Das Urteil gegen Weinstein hätte viel früher kommen sollen. Aber entscheidend ist, dass es kam. Der Fall ist paradigmatisch für sexualisierte Gewalt. Auf gesellschaftlicher Ebene, weil er die verschwiegenen Netzwerke einflussreicher Männer deutlich vor Augen führte. Er zeigte, dass die ungleichen Macht- und Besitzverhältnisse für Frauen in Gewalt enden können.

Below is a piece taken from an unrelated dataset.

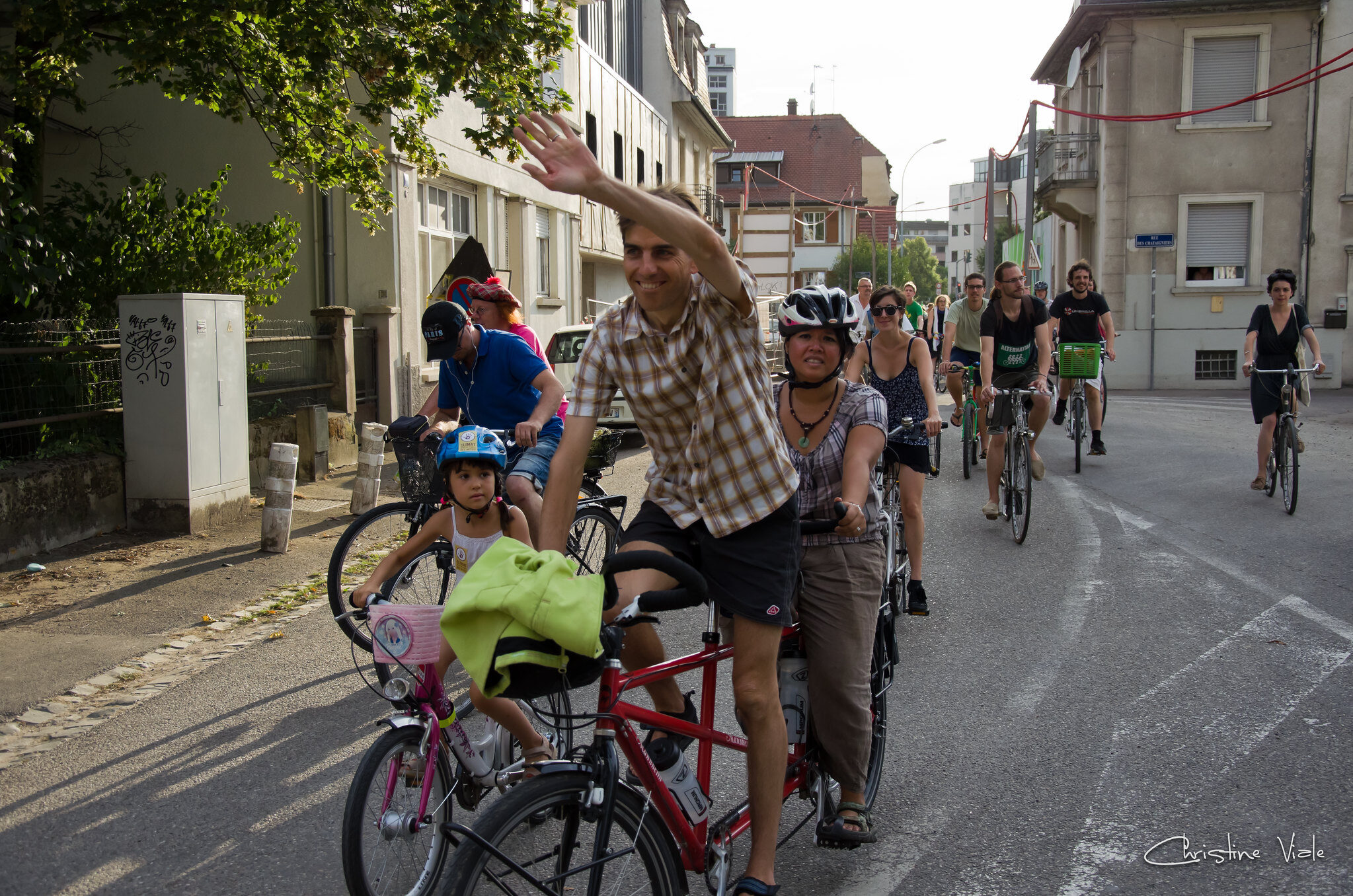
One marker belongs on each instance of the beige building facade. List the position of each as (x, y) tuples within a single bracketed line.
[(561, 255), (1231, 186)]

Auch auf juristischer Ebene ist der Fall Weinstein beispielhaft: Seit den ersten öffentlichen Vorwürfen 2017 haben sich über 80 Frauen zu Wort gemeldet. Doch diese Stimmen spielten beim Prozess in New York keine Rolle. Dort wurde nur der Vorwurf der Vergewaltigung und sexuellen Nötigung zweier Frauen verhandelt – während unzählige andere verjährt sind oder nie strafrechtlich relevant waren.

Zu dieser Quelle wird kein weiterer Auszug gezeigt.